Erguendo os braços para o alto

e pondo em fuga o tirano Amalek,

Moisés te prefigurou, ó Cruz veneranda,

glória dos fiéis, sustentáculo dos mártires,

ornamento dos apóstolos, defesa dos justos,

salvação de todos os santos.

Por isso à vista da tua exaltação,

a criação se alegra e exulta glorificando a Cristo,

cuja extrema bondade reuniu, por teu meio,

o que estava disperso.

Em muitos outros hinos da festa encontramos profundidade teológica, exultação de louvores, riqueza de referências bíblicas. No final, enquanto os fiéis vão beijar a Cruz, bem ornamentada, exposta sobre o proskinetáríon no meio da igreja, canta-se o hino que segue, indicado nos livros litúrgicos como obra do “imperador Leão” († 912):

Vinde, fiéis, adoremos o madeiro vivificante:

sobre ele Cristo, Rei da glória, estendeu os braços

e nos reergueu para a primitiva bem-aventurança,

da qual o inimigo, aliciando-nos, nos havia despojado,

afastando-nos da presença de Deus.

Vinde, fiéis, adoremos o madeiro

graças ao qual somos julgados dignos

de esmagar as cabeças dos inimigos invisíveis.

Vinde, famílias de todos os povos,

veneremos com nossos cânticos a Cruz do Senhor.

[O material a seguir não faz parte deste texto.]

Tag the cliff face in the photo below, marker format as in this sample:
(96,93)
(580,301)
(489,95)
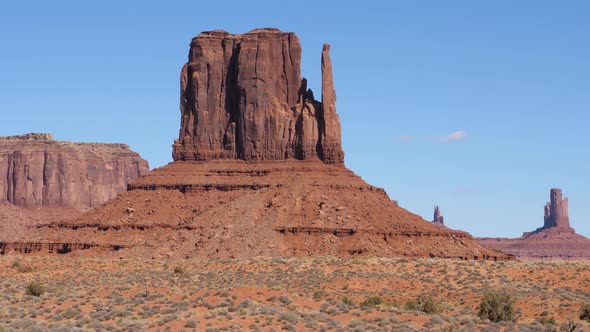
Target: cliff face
(556,211)
(242,97)
(555,240)
(243,100)
(36,171)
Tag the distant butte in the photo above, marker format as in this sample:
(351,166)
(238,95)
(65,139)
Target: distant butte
(555,240)
(43,180)
(438,220)
(258,171)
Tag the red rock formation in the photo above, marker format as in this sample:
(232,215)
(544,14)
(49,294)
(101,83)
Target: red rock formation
(438,220)
(556,211)
(555,240)
(258,171)
(36,171)
(242,97)
(437,217)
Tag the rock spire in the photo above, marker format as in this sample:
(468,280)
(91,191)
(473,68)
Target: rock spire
(437,217)
(556,210)
(242,97)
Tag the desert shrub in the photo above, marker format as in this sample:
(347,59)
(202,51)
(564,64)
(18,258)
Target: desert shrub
(24,268)
(178,270)
(347,301)
(571,326)
(545,319)
(290,317)
(424,303)
(585,312)
(497,307)
(35,288)
(285,300)
(317,295)
(372,302)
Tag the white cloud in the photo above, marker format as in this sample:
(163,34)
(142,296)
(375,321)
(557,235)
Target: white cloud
(455,136)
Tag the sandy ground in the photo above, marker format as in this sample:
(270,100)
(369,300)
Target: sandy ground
(266,294)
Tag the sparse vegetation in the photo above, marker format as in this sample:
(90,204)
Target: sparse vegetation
(319,293)
(372,302)
(585,312)
(424,303)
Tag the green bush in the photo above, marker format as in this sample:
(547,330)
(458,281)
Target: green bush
(545,319)
(317,295)
(24,269)
(34,288)
(497,307)
(372,302)
(585,312)
(424,303)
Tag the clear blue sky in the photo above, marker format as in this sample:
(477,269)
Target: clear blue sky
(478,106)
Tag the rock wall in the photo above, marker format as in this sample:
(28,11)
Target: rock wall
(437,217)
(36,171)
(242,97)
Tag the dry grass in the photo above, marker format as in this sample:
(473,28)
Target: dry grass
(295,294)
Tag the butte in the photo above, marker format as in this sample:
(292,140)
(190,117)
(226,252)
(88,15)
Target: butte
(555,240)
(258,170)
(44,180)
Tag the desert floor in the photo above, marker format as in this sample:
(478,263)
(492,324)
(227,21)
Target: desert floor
(298,294)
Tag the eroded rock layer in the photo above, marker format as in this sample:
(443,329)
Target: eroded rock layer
(238,209)
(37,171)
(242,97)
(258,171)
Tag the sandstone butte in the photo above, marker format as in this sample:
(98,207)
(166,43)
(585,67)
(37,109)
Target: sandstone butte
(258,170)
(555,240)
(43,180)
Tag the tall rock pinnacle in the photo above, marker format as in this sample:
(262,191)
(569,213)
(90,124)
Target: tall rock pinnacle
(437,217)
(556,211)
(242,97)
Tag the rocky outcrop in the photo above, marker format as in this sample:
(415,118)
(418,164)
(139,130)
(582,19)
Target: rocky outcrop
(556,211)
(437,217)
(242,97)
(243,100)
(555,240)
(37,171)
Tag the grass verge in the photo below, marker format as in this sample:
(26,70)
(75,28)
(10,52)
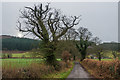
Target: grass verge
(62,74)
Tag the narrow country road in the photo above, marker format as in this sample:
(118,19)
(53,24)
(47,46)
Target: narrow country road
(78,73)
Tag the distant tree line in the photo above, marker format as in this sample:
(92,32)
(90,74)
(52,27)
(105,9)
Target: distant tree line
(21,44)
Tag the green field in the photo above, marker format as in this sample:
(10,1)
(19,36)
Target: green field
(20,62)
(104,59)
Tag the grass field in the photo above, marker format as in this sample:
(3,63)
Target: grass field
(20,62)
(104,59)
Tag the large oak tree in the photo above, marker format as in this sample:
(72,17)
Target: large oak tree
(48,24)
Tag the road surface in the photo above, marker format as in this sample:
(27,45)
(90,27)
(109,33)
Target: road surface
(79,73)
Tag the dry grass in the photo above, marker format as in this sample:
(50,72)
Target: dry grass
(35,70)
(103,69)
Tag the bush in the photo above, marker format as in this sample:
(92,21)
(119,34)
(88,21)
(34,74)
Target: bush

Salve, ó Cruz, perfeita libertação do Adão decaído;

em ti se glorificam os nossos piíssimos reis,

pois é pelo teu poder que submetem à força

o povo de Israel.

Beijando-te agora com reverência,

nós, cristãos, glorificamos ao Deus

que sobre ti foi pregado,

clamando: Senhor, que foste crucificado sobre ela,

tem piedade de nós, tu o Bom e Amigo dos homens.”

Segue-se o rito, simples, mas com um significado cósmico evidente’ no qual o sacerdote faz a “exaltação” da Cruz: eleva-a ao máximo que puder acima de sua cabeça e depois a abaixa até tocar o chão, em direção dos quatro pontos cardeais, pronunciando intenções de preces as quais o povo responde com insistência: Kyrie, eleison, ou Góspodi, pomilui (Senhor, piedade).

Conforme prescrevem os livros litúrgicos, essa invocação repete-se 100 vezes para cada uma das 4 direções.

Mesmo sendo uma festa do Senhor, é praxe, nas orações bizantinas, lembrar vivamente a Mãe de Deus; eis um breve hino da Ode Nona do Cânon:

Tu és, ó Mãe de Deus, o místico jardim

que sem ter sido cultivado germinou o Cristo,

para o qual foi plantada a árvore vivificante da Cruz.

Por isso hoje, ao exaltá-la,

adoramos a ele e a ti glorificamos.

Ode Nona do Cânon

O dia 14 de setembro, mesmo quando cai num domingo, é celebrado pelo Oriente bizantino com jejum e abstinência por causa da alusão direta à paixão do Salvador. No entanto a hinografia se caracteriza pelo tom de triunfo ao apresentar a Cruz como instrumento de salvação e de vitória sobre os inimigos da Igreja e dos cristãos. Alguns elementos textuais talvez firam a nossa sensibilidade moderna, como também a referência a alguma tradição lendária, mas é preciso imergir na realidade cultural dos fiéis e observar a participação numerosa e atenta às celebrações dessa festa para entender seu valor educativo. A salvação vem da Cruz de Cristo; por isso a Igreja quer que ela seja admirada pelo olhar dos fiéis e meditada no íntimo dos que repetidamente aclamam:

Adoramos a tua Cruz, Senhor,

e glorificamos a tua santa ressurreição!